Seasoned members of the U.S. Senate may be forgiven if they think U.S. Senator Chris Murphy, elected to the Senate only five months ago, is a bit of an upstart. It is an unwritten rule in that august body that newly arrived Senators should be seen but not heard until they’ve paid their dues for a year.
In the past two years, Connecticut lost two Senators of longstanding, Chris Dodd and Joe Lieberman, who were replaced by Democrats Dick Blumenthal and Chris Murphy, both of whom in the last six months have been vigorously pressuring their brethren to vote into law a much watered down version of Connecticut’s recently adopted gun law.
These efforts, so far, have been unavailing. Two months have passed since Speaker of the U.S. Senate Harry Reid announced that he declined to bring up for a vote in the Democratic controlled Senate a bill that would require background checks for gun purchasers.
In response to the horrific mass murder of children and staff at Sandy Hook Elementary School, Connecticut’s General Assembly quickly passed a gun bill widely regarded as the most restrictive in the nation, possibly outflanking Chicago, the murder capital of the Republic.

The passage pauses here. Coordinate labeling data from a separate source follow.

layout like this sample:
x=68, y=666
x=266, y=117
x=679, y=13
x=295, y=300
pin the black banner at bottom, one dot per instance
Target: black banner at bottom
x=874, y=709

There is some reason to believe that the final gun bill in Connecticut was speedily passed -- far in advance of the completion of a criminal report on the Sandy Hook mass murder and without benefit of a final public hearing on the measure – so that the Connecticut legislation might be showcased in Washington D.C. prior to a pending vote on a national gun bill.
If so, the effort failed. Mr. Reid, convinced he could not marshal sufficient votes in the Senate to pass a bill infinitely less restrictive than the Connecticut legislation, recently declined to bring the bill before the Senate for a vote.

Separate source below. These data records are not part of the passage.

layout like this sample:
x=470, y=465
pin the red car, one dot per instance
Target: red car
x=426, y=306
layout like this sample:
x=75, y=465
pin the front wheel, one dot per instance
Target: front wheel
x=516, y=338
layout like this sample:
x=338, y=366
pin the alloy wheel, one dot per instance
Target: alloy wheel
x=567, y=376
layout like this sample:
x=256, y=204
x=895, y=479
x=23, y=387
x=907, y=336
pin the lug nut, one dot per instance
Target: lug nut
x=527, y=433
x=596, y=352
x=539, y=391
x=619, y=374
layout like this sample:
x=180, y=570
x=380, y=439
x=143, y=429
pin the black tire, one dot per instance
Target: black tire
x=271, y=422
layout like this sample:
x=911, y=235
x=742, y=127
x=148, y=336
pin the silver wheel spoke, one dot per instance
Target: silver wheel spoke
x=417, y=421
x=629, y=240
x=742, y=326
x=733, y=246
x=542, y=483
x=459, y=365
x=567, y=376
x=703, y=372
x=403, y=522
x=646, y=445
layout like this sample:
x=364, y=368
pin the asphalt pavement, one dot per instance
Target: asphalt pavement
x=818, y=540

Governor Dannel Malloy -- who said concerning his state’s gun manufacturers as Connecticut’s gun restriction bill was being forced through the General Assembly’s sausage making machine, "What this is about is the ability of the gun industry to sell as many guns to as many people as possible, even if they're deranged, even if they're mentally ill, even if they have a criminal record. They don't care” – was of course disappointed that a much weaker national gun restriction bill had failed to pass muster in the Democratic controlled U.S. Senate. And Connecticut’s two cloutless U.S.Senators were sorely frustrated. Both Mr. Blumenthal, now the state’s senior senator, and Mr. Murphy publically lashed out at the National Rifle Association (NRA) and their weak-kneed comrades in the Senate whom they understood to be hanging limply from puppet strings attaching them to NRA campaign contributions.

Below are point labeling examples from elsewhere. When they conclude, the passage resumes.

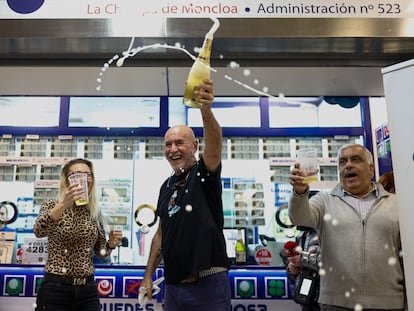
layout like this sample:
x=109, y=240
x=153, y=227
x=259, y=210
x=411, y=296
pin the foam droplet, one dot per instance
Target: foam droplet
x=327, y=217
x=120, y=62
x=392, y=261
x=358, y=307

Either of Connecticut’s now departed U.S. Senators might have told the two novice senators that such public intimations are no way to win friends and influence comrades in what some have called the world’s greatest deliberative body. Are Mr. Blumenthal and Mr. Murphy prepared to argue that Harry Reid, the Democratic Speaker of the Senate, is a mindless puppet of the NRA?
Well, are they?
Mr. Murphy in particular moves from rashness to rashness the way a flitting pollen collecting bee moves briskly from flower to flower. Along with U.S. Senator Jon Tester, Mr. Murphy – having danced a public jig over the grave of the U.S. Constitution’s Second Amendment – has now proposed to add to the Constitution an amendment that would, according to some Constitutional scholars, “authorize Congress, states, and local governments to, for instance, restrict what most newspapers publish, restrict what most advocacy groups, such as the ACLU, the Sierra Club, and the NRA say, restrict what is said and done by most churches, and seize the property of corporations without just compensation.”
Here is Mr. Murphy’s proposed amendment:
Section 1. We the people who ordain and establish this Constitution intend the rights protected by this constitution to be the rights of natural persons.
Section 2. The words people, person, or citizen as used in this Constitution do not include corporations, limited liability companies or other corporate entities established by the laws of any State, the United States, or any foreign state, and such corporate entities are subject to such regulation as the people, through their elected State and Federal representatives, deem reasonable and are otherwise consistent with the powers of Congress and the States under this Constitution.
Section 3. Nothing contained herein shall be construed to limit the people’s rights of freedom of speech, freedom of the press, free exercise of religion, freedom of association and all such other rights of the people, which rights are unalienable
The Murphy amendment is a thoughtless and juvenile reaction to a Supreme Court holding that the rights and immunities of the U.S. Constitution should continue to apply to corporate entities. Mr. Murphy’s own state, one of the 13 original colonies, was founded as a royal chartered corporation. Constitutional scholar Eugene Volokh, a law professor at UCLA, noted that “corporate entities,” include most media companies, nonprofit groups, and religious organizations. “Under the proposed amendment, all these groups—as well as ordinary businesses—would lose all their constitutional rights.”Connecticut’s junior U.S. Senator appears to be determinedly working his way through the Bill of Rights in an attempt to purge it of its ancient excrescences. One can almost hear him ticking off the list: Second Amendment, done; First Amendment, done. For progressive utopianists unwilling to acknowledge a politics of limits, not even the rational limits imposed by constitutions, the sky is always the limit.